Sustainability Science and Education Reform
“Now that Stanford University has taken this important step, it is not improbable to think that Harvard University will seriously reconsider its continued resistance to calls by its faculty and students to divest,” noted Mulkey, an internationally regarded scientist.

Mulkey and McKibben have been among the most recognizable and ardent champions of the growing divestment movement, speaking at events across the United States and advising college Presidents who are considering following their lead.

For Mulkey, climate leadership includes both divestment and proposing broad changes that will make higher education more efficient, relevant to real-world problems, and collaborative. Just as Microsoft Corporation began with a series of ideas worked through on a garage work bench, so too is Unity College. Unity is a college of fewer than 1,000 students located in Maine’s mid-coastal farm country, that is modeling the most transformative initiative since the G.I. Bill opened higher education to the masses.

When Mulkey announced Unity’s divestment to cheers ringing from the audience at the State Theater in Portland, Maine, what he did not mention is sustainability science, the second part of an equation to reframe higher education. Sustainability science is the second of the one-two punch in President Mulkey’s philosophy and passionate call to action. Mulkey says that sustainability science has the capability to comprehensively address a plethora of issues related to the survivability of the planet. It challenges silos between the disciplines, threatens outdated modes of thinking, and requires faculty to learn new, collaborative ways of thinking and teaching.

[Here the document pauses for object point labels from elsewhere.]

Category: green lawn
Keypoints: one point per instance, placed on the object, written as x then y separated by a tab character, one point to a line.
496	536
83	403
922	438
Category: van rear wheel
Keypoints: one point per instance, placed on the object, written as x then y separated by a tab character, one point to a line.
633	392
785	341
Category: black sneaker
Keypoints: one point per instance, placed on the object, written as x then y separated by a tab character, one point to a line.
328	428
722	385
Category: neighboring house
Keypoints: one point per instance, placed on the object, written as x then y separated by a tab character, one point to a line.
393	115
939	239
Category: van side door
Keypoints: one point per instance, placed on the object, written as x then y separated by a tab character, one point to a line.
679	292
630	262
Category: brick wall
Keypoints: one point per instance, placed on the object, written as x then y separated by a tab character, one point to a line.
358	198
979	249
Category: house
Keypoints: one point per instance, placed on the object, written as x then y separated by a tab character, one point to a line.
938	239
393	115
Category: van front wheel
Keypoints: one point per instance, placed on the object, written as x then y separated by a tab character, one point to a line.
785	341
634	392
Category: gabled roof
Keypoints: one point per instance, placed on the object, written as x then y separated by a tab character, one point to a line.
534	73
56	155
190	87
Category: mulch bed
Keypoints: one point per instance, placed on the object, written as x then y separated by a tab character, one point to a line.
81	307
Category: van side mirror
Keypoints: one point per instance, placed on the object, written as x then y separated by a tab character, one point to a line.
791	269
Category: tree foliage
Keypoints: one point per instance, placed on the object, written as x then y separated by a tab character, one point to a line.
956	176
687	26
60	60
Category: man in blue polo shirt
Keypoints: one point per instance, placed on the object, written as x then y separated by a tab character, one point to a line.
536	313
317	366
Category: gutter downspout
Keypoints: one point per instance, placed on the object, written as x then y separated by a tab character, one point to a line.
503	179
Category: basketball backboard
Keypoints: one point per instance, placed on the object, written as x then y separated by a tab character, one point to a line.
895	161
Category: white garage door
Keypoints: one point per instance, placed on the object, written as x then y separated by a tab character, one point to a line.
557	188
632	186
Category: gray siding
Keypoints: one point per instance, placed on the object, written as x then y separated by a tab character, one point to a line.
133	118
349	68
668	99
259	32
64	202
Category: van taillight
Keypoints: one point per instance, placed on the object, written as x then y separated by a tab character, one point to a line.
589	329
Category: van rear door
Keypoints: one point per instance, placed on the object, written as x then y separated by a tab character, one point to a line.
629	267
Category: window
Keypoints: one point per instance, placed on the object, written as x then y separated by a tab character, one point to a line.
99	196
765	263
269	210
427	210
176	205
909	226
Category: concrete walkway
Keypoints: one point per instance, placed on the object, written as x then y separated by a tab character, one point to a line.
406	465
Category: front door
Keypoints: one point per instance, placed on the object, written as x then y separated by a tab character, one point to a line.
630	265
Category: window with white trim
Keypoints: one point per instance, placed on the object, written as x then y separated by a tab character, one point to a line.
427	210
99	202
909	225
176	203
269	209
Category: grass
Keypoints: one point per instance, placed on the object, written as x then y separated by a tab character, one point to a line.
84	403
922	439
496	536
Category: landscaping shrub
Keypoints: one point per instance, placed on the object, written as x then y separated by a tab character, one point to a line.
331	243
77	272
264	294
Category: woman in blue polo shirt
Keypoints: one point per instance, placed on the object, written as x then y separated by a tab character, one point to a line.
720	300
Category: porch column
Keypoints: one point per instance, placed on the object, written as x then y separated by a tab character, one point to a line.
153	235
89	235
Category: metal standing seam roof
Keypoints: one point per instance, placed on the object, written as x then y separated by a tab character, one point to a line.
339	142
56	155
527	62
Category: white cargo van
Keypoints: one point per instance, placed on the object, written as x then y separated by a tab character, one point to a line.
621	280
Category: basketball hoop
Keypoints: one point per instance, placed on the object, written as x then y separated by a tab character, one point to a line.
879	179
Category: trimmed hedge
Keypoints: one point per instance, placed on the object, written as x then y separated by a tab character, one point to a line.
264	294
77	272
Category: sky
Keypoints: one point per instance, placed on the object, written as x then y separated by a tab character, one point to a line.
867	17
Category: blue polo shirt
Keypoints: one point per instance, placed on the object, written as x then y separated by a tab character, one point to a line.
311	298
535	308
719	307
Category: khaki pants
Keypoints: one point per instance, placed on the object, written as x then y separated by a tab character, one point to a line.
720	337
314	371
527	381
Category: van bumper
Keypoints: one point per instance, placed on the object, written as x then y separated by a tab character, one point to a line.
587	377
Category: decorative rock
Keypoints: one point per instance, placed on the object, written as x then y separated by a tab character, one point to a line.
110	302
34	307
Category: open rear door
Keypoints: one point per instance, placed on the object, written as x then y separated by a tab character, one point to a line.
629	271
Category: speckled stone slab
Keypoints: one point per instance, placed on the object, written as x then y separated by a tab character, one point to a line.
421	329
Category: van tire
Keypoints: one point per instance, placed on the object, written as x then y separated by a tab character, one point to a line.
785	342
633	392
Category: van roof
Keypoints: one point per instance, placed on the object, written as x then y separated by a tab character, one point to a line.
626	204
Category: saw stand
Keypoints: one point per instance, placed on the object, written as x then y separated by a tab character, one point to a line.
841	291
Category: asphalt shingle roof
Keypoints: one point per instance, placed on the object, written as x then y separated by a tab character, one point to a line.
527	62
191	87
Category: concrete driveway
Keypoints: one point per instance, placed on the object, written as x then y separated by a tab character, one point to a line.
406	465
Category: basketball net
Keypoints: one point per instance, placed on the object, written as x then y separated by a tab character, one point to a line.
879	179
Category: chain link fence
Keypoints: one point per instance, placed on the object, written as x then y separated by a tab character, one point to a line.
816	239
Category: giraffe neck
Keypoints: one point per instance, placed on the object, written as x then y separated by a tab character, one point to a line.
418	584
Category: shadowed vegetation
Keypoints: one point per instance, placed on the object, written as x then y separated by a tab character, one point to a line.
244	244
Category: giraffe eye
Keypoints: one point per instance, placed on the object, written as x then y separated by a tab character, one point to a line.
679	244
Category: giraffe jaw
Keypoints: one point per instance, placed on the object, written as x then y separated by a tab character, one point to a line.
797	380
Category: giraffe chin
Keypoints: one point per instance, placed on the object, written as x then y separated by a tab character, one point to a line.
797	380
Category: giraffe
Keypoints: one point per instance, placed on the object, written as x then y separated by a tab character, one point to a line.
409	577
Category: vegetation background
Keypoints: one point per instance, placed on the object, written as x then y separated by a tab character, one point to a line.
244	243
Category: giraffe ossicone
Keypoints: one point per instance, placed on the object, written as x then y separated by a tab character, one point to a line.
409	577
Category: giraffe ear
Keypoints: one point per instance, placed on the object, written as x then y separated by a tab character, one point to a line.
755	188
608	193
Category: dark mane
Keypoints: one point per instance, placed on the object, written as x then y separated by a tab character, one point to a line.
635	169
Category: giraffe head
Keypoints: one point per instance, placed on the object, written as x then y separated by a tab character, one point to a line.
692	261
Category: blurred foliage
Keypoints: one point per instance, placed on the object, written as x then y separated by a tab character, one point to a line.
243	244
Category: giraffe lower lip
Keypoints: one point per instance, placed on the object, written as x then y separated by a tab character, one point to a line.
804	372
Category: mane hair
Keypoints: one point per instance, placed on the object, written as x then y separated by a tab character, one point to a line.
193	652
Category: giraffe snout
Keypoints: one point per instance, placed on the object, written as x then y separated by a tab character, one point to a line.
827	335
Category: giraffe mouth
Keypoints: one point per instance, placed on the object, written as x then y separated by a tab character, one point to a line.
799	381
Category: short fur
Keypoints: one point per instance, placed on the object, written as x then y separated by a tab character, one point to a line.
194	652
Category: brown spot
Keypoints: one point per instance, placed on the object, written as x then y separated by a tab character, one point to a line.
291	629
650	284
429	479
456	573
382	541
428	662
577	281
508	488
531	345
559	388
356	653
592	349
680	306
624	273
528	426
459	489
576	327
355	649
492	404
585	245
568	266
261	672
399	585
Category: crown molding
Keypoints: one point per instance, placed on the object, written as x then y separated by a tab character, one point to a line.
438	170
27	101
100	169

While the Board of Trustees unanimously supported Unity College’s divestment, its faculty adopted Mulkey’s broad vision for education reform. The faculty voted to adopt sustainability science, the leading-edge of 21st century transdisciplinary (collaborative) environmental problem solving, including the mitigation of climate change, as its framework for teaching and learning.

There are two planks in Mulkey’s platform: sustainability and education reform.

Essentially, the growing divestment movement that Stanford University joined is one part of a multi-layered strategy. Mulkey’s comprehensive vision includes reframing of higher education for greater real world relevance. He is now holding up the college he leads as a template for others to follow and a call to action for radical change.

Prophet at the Dawn of a New Movement
Like the recent National Climate Assessment, Mulkey’s message to educators is stark and pulls no punches about the threat of global climate change. What he has done is take the next step in a comprehensive strategy for sustainability and offer a pro-active vision action. It is a vision that has the potential to transform higher education in ways that offer humanity its best chance for long-term viability.

Mulkey first presented his vision for the reframing of higher education in light of global climate change on October 7, 2013, as a featured speaker at the American Association for the Advancement of Sustainability in Higher Education (AASHE) conference in Nashville, Tennessee. Many in the capacity crowd of environmental professionals blogged about the presentation and quality of his ideas. He has since offered versions of his AASHE presentation, entitled “Crisis and Opportunity in the Environmental Century: Inspiring a Generation to Greatness,” to groups across the United States.

In June, Mulkey will release a 10 minute video that is the distillation of his core messages about the threat of climate change, need for broad action, and role of sustainability science in giving humanity a fighting chance to ensure its long-term viability.

His uplifting call to change is not only the remedy for an antiquated higher education system in need of a post-industrial retrofit, but serves as a vision for new prosperity and economic innovation through the expansion of the “green” economy.